Washington’s version of French impressionist composer Debussy’s “Claire de Lune” casts the impressionist classic as a greasy 12/8 ballad that winds itself into a frenzy of voices, strings, and expressive piano over time.

“Malcolm’s Theme” nods to hip-hop at least in the sense that it mashes up Ossie Davis’s famous eulogy for Malcolm X, set to Washington’s melody for two voices, with a recording of Malcolm himself speaking over a swirl of acoustic jazz. But the truth of even this cut is that its sensibility sits squarely in Malcolm’s time: the jazz of Coltrane and his disciples, of which we must now count Kamasi Washington. It’s not that the music is not adventurous and rich in power and creativity, but just that it finds its power in harkening back to a specific period between 65 and 45 years ago.

But, Maybe, What’s to Come…

The last track on The Epic is my favorite. “The Message” isn’t all that different from what precedes it. It features of core ten-piece band: the front line of three horns, the two keyboards and two basses (each acoustic and electric), plus twin drummers and hand percussion. The theme is a punching brass blues melody that sits over a throbbing Latin groove in 7/4 time.

In several respects it leans forward and suggests the music is still to come from Washington. Keyboards feed otherworldly squeals into the sound with a certain artful atonality, and Thundercat’s bass solo attacks the song’s structure without traditional jazz phrasing. Washington’s solo here pushes outward like Pharaoh Sanders, no doubt, but it also feels more individual and distinct, less like a recreation and more like a reclaiming for a new purpose. The polyrhythmic blend of drummers, percussion, and the percussive keyboard attacks is not hip-hop — it is most certainly jazz — but it comes at an old jazz virtue with the awareness of how hip-hop sampling and hip-hop rhythmic attack updates that tradition.

Will Washington continue to make music that leans so heavily on a similarity of much older music? I doubt it. His utterly contemporary associations and affiliations certainly suggest rich territory for moving ahead. I suspect that the real masterpiece from Washington is a few years ahead.

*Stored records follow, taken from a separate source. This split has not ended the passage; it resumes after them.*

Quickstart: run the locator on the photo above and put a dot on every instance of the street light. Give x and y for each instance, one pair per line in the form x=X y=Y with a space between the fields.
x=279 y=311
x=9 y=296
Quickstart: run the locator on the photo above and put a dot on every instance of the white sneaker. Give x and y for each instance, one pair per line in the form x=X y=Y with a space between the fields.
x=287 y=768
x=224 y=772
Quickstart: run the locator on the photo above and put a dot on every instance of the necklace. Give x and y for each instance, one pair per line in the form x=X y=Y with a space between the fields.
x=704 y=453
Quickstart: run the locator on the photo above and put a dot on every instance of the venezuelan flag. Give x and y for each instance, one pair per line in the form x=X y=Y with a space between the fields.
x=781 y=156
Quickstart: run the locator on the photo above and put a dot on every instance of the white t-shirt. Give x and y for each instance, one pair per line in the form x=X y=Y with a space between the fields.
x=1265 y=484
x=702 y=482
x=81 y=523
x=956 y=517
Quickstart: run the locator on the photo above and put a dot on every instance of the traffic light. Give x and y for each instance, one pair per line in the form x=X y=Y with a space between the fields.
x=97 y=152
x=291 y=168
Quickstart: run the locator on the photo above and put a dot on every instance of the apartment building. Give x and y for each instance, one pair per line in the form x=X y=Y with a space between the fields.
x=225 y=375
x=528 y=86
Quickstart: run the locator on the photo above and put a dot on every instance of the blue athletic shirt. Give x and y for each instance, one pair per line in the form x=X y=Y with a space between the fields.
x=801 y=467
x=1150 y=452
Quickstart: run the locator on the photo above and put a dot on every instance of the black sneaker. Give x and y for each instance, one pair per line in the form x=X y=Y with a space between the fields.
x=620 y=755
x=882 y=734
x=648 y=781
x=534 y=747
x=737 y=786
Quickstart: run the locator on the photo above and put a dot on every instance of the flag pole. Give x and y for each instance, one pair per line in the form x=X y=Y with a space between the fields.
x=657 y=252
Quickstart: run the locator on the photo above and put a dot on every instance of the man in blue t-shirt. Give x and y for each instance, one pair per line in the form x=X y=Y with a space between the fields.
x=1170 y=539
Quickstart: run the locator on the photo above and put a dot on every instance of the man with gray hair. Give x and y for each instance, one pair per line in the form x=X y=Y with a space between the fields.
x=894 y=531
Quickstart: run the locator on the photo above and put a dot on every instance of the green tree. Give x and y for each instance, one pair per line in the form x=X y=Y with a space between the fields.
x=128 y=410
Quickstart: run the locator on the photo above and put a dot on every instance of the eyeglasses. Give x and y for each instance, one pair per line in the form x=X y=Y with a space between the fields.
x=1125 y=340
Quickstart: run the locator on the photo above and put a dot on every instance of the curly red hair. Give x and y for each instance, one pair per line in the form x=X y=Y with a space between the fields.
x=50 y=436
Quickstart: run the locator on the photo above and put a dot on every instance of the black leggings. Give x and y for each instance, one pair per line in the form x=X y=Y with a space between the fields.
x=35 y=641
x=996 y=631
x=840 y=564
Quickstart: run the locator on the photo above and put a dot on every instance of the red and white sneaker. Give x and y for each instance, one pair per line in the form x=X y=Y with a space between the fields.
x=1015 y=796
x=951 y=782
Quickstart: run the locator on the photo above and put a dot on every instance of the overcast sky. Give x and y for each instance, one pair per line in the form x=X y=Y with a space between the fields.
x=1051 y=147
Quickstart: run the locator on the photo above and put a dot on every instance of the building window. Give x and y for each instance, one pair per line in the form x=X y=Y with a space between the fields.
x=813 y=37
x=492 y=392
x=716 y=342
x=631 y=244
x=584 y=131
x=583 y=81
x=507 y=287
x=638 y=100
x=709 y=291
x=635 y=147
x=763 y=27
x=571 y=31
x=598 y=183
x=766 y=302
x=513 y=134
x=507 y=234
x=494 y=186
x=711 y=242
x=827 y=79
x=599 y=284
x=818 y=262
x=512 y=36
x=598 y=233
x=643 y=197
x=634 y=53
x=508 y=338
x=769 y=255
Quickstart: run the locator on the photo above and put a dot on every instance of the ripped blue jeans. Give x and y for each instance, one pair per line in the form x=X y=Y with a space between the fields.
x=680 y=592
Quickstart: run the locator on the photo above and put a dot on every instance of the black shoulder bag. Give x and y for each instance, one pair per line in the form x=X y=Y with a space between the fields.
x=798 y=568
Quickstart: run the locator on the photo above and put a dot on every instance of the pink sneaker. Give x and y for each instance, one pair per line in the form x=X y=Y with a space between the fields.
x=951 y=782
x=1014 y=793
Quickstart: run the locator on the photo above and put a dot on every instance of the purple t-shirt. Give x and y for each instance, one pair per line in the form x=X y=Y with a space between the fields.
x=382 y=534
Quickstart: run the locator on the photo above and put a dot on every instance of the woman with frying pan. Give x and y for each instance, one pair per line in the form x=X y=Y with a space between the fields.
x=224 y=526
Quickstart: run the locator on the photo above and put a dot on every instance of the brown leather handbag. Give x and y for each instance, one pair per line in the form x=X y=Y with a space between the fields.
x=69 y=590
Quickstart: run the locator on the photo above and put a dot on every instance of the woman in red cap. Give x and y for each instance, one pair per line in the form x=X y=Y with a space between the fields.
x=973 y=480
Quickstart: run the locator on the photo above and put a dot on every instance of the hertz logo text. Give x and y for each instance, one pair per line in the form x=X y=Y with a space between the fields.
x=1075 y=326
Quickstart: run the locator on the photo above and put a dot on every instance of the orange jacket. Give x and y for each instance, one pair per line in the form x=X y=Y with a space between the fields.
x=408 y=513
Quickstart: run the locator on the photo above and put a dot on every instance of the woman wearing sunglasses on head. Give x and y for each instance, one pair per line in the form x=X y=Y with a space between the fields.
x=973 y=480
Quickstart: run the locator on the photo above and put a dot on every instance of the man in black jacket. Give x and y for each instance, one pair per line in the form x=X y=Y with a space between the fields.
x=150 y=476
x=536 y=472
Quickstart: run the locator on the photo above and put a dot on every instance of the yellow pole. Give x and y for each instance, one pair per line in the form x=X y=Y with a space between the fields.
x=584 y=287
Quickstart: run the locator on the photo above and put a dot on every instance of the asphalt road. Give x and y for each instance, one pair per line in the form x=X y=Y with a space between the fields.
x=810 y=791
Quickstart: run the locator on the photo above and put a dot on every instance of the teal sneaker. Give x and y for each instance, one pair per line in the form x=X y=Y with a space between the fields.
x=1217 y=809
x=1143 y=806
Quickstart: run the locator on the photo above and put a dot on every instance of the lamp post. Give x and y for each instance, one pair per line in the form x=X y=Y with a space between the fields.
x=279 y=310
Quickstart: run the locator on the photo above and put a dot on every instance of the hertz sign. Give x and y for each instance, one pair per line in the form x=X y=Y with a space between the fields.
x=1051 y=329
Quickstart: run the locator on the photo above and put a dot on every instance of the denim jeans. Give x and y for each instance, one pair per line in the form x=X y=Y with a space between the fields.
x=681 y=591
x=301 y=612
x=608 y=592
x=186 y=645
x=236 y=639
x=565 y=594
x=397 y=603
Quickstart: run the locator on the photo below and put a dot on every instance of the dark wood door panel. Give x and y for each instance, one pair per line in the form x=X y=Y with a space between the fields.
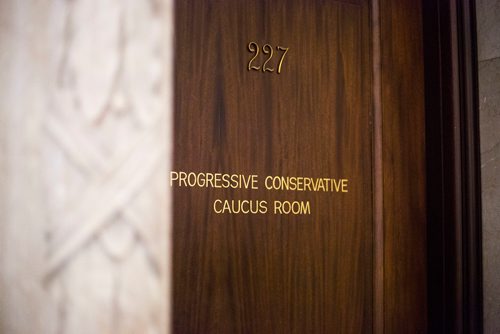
x=333 y=111
x=273 y=273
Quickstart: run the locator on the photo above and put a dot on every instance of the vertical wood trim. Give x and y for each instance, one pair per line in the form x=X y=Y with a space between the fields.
x=378 y=215
x=403 y=132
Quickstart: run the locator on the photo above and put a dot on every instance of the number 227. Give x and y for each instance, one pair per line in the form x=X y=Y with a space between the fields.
x=267 y=50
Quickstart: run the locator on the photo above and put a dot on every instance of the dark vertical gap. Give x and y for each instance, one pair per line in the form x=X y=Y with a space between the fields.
x=453 y=181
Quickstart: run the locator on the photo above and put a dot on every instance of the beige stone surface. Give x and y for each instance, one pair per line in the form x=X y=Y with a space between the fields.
x=489 y=89
x=85 y=106
x=488 y=29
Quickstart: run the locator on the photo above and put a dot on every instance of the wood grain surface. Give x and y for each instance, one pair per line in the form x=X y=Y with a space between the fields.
x=269 y=273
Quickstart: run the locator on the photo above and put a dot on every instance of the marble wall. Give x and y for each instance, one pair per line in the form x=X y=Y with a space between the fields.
x=85 y=103
x=488 y=29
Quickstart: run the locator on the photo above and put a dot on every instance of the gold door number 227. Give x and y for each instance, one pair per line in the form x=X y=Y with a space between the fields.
x=269 y=51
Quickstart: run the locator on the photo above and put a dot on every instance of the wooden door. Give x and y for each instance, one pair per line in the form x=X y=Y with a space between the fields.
x=298 y=173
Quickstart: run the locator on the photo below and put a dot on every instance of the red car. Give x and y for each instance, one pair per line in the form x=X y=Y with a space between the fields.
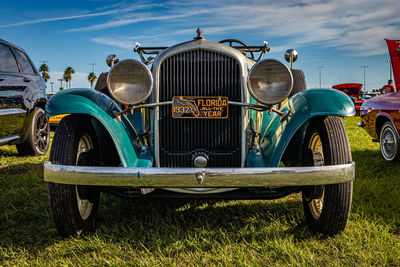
x=380 y=116
x=353 y=90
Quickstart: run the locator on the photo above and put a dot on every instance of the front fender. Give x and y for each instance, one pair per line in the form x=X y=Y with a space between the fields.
x=101 y=107
x=302 y=107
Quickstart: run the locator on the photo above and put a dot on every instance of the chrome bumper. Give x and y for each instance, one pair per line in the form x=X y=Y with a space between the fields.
x=199 y=177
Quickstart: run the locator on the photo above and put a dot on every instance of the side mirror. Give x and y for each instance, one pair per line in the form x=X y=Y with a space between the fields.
x=291 y=56
x=112 y=60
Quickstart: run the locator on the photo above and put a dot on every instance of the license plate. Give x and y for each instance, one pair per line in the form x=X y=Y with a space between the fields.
x=199 y=107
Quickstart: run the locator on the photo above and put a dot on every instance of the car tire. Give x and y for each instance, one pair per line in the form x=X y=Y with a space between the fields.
x=299 y=82
x=389 y=142
x=38 y=140
x=327 y=207
x=73 y=207
x=101 y=84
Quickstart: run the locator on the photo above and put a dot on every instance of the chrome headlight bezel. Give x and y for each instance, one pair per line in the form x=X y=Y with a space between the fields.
x=275 y=96
x=138 y=67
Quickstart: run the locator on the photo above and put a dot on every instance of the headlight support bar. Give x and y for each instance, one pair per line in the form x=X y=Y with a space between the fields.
x=255 y=107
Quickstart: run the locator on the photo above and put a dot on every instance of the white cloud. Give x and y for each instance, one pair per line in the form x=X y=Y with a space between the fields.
x=357 y=27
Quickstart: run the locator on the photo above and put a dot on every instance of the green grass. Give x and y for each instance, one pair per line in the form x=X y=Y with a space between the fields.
x=203 y=232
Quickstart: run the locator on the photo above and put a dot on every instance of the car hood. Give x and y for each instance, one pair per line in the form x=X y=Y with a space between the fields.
x=350 y=89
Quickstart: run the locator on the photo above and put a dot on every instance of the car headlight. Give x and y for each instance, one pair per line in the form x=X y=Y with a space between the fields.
x=130 y=82
x=270 y=81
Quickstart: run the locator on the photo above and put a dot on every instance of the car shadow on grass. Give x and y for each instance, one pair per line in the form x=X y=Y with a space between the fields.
x=163 y=222
x=376 y=194
x=24 y=213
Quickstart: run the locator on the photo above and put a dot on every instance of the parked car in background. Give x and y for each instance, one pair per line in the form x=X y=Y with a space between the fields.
x=380 y=118
x=207 y=122
x=353 y=90
x=380 y=115
x=23 y=121
x=369 y=95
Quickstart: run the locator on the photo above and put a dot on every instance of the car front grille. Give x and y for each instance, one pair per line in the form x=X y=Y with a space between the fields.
x=199 y=73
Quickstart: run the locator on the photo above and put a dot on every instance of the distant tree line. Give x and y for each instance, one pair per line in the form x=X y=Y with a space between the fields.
x=67 y=76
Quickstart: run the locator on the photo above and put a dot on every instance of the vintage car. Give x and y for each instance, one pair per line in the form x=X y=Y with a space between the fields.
x=54 y=120
x=353 y=90
x=205 y=121
x=23 y=121
x=380 y=116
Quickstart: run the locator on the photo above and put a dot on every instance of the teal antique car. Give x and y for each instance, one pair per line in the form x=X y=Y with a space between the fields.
x=207 y=120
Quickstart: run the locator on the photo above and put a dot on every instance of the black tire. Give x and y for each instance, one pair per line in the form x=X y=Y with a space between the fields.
x=389 y=142
x=38 y=140
x=327 y=207
x=101 y=84
x=299 y=82
x=71 y=135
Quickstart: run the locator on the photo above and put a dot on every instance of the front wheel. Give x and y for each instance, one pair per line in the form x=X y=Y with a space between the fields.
x=389 y=142
x=327 y=207
x=73 y=207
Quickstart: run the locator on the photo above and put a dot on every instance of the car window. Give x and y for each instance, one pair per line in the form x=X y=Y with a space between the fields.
x=7 y=60
x=24 y=64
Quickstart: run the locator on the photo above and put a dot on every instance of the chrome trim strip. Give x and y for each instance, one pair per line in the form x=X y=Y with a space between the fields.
x=11 y=111
x=188 y=177
x=193 y=45
x=8 y=139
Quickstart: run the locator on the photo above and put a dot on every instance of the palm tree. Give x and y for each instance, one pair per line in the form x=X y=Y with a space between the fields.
x=91 y=78
x=68 y=75
x=44 y=69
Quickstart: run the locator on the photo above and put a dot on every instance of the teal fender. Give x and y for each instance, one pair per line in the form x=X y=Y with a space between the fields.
x=124 y=134
x=276 y=135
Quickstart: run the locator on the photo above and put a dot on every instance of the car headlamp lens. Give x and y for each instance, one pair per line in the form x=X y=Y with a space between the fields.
x=270 y=81
x=130 y=82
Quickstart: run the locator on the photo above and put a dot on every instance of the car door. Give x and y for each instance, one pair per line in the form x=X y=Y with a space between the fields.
x=13 y=114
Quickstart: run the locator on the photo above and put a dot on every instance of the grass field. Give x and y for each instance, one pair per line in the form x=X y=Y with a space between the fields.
x=203 y=232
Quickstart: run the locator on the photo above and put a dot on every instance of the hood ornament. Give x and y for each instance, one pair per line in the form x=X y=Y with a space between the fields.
x=199 y=36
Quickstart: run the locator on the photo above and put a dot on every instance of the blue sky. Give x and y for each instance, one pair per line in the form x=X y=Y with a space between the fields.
x=340 y=35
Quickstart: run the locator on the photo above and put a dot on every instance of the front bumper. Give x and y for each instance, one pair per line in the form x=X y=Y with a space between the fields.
x=199 y=177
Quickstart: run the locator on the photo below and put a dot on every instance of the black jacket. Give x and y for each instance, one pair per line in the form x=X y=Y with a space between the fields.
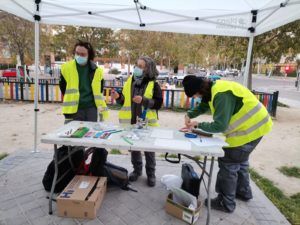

In the meantime, I don’t at all dislike The Epic, and I think that it is commendable in how it grounds its creator in his roots even as it feints toward the future. Though Kamasi Washington is already a mature artist, this was his first complete solo recording, and I deeply respect its humility if not its length, which perhaps was excessive. If it wasn’t in my top handful of 2015 releases, these are the reasons why. But also the reasons why may not want to ignore it.

Note to fans of the great David Simon’s Treme: the string section on The Epic includes, quite anonymously, violinist Lucia Micarelli, who played Annie on the HBO series.